Houston-based Callon Petroleum said last week it is acquiring Percussion Petroleum Operating’s 18,000 net acres in Loving, Ward and Winkler counties in west Texas and divesting its assets in Eagle Ford Shale in south Texas to focus on Permian Basin. The Percussion deal is a cash-and-stock transaction valued at $475 million ($265 million cash). Callon agreed to sell its Eagle Ford assets to Ridgemar Energy Operating for $655 million. Closings are expected in July.
Callon said it will focus on 145,000 net acres in Permian Basin with an inventory of 1,500 high-quality locations. The new acreage is largely contiguous with Callon’s existing core positions in Delaware Basin. Estimated production from Percussion’s assets was 14,100 boed in April (70 percent oil).

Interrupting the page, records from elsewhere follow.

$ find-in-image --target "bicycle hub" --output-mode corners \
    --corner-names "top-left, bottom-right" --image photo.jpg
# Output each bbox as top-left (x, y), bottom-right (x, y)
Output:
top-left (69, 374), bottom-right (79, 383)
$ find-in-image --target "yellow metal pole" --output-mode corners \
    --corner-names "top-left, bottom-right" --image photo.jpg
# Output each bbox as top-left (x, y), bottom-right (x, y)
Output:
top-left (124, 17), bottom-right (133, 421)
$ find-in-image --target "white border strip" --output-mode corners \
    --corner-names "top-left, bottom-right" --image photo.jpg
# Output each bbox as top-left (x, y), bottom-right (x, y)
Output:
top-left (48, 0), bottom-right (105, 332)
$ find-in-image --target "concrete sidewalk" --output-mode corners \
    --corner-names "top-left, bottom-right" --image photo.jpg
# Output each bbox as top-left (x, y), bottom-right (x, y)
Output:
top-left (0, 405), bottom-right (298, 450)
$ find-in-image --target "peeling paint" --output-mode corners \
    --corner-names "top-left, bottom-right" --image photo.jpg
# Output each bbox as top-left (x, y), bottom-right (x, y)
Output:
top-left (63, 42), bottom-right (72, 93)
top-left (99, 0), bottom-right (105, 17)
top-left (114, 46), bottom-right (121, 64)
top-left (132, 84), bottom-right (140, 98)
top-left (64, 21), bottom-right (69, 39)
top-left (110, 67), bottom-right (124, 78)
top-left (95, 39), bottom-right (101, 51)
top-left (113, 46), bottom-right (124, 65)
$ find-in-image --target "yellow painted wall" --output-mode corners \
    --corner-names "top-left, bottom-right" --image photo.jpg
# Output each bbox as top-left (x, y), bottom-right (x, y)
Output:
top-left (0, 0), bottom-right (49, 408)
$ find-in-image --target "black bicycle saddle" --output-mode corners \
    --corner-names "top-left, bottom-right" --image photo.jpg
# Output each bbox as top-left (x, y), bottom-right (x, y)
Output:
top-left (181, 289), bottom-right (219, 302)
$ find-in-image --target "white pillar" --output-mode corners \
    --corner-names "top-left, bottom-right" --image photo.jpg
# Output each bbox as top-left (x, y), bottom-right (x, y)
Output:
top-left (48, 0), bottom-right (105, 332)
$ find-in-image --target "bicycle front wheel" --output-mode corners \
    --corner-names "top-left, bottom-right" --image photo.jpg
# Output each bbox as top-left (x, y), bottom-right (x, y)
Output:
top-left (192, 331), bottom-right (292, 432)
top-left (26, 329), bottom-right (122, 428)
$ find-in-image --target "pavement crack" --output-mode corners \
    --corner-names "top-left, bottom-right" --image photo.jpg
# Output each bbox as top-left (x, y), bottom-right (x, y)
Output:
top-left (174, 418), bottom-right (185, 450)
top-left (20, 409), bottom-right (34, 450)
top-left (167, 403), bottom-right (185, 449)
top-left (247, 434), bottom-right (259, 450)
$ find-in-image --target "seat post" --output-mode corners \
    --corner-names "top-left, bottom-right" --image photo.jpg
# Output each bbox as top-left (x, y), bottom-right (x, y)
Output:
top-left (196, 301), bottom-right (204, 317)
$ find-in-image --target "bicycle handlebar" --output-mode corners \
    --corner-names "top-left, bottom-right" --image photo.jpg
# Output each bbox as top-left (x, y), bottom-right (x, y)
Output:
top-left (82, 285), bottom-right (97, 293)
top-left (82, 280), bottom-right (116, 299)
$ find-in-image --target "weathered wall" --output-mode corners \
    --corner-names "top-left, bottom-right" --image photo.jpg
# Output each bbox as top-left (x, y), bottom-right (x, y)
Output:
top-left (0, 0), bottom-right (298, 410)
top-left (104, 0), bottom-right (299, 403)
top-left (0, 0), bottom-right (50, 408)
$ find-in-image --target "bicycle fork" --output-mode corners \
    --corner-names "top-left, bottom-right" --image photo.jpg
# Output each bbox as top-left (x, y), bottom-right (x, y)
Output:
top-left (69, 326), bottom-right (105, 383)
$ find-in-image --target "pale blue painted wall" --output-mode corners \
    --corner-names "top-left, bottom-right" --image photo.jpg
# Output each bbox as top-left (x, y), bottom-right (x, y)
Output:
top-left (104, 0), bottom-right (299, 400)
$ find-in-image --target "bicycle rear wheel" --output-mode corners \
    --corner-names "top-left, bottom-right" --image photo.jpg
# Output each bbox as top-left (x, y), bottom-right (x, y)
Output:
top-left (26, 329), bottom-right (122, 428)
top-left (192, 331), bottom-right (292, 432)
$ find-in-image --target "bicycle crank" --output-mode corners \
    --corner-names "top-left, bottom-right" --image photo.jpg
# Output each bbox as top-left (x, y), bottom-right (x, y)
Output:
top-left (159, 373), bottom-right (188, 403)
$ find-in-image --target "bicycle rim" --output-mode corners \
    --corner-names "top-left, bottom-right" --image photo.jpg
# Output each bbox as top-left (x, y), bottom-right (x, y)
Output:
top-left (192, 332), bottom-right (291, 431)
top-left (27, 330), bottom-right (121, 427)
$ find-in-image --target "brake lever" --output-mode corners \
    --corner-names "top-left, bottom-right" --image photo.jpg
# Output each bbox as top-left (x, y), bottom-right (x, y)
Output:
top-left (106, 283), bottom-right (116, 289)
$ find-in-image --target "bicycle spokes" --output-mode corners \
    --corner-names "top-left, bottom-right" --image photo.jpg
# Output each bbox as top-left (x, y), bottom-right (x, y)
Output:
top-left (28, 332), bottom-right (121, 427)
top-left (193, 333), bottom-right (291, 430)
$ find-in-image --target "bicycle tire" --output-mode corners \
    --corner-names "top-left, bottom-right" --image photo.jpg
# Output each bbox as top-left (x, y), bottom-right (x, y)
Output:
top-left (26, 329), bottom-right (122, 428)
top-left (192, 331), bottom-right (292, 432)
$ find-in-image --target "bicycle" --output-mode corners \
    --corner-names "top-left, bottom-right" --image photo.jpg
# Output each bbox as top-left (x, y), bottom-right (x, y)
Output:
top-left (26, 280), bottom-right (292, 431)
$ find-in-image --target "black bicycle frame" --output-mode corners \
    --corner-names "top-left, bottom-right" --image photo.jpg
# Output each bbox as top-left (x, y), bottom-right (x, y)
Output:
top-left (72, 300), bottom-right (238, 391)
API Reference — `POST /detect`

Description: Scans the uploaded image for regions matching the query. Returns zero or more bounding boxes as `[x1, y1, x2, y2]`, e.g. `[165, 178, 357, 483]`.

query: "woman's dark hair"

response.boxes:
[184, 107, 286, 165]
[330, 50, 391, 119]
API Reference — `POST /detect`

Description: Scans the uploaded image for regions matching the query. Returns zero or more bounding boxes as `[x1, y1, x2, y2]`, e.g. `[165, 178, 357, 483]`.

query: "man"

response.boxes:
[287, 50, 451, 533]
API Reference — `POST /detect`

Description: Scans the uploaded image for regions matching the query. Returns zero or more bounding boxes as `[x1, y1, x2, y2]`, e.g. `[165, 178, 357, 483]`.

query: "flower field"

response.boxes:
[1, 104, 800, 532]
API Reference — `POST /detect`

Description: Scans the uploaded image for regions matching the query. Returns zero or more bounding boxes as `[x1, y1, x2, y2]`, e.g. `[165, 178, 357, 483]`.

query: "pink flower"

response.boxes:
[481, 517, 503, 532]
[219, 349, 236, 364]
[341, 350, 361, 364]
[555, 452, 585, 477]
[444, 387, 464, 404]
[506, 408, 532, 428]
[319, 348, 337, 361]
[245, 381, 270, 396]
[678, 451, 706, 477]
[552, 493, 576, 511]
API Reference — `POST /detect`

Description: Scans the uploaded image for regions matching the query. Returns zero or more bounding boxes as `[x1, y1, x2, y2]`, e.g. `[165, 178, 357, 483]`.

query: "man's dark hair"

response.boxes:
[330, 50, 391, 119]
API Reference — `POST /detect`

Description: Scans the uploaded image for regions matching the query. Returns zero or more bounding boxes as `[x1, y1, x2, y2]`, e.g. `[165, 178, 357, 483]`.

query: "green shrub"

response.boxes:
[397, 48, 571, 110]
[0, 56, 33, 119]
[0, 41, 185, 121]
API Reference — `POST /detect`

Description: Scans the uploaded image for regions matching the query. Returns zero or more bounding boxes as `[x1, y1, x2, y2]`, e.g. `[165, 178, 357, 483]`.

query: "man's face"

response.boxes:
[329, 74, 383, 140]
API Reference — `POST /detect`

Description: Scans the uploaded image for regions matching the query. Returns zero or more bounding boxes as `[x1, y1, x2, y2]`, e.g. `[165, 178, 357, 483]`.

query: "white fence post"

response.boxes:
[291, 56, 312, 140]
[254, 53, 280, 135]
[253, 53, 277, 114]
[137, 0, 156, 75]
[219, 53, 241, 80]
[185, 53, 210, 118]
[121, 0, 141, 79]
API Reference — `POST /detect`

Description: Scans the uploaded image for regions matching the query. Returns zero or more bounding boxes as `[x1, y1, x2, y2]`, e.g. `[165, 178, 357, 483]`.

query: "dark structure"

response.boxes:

“Callon is uniquely positioned to capture value from this high-quality oil asset that is complementary to our core Delaware position,” Joe Gatto, president and CEO, said May 3. “The combined transactions strengthen our capital structure, improve our margins and lengthen our top-tier Permian inventory… Our strategic Eagle Ford exit funds our Delaware expansion and focuses our people, capital and operations on our premium Permian position.” Callon’s Eagle Ford assets are comprised of 2,000 net acres with April production of 16,300 boed (70 percent oil).
Lawrence Rayburn says
Wish Callon would focus new drilling and production of both oil and gas wells on the east side of Tx Hwy 17
between CR331 and CR319 west parallel to RR3334 to FM2903 to take advantage of high volume, high
pressure stacked shale plays from 7000 to 22000 feet depths. Someone besides Apache needs to put
in gas compression plants and crude oil pumping plants along that corridor, too.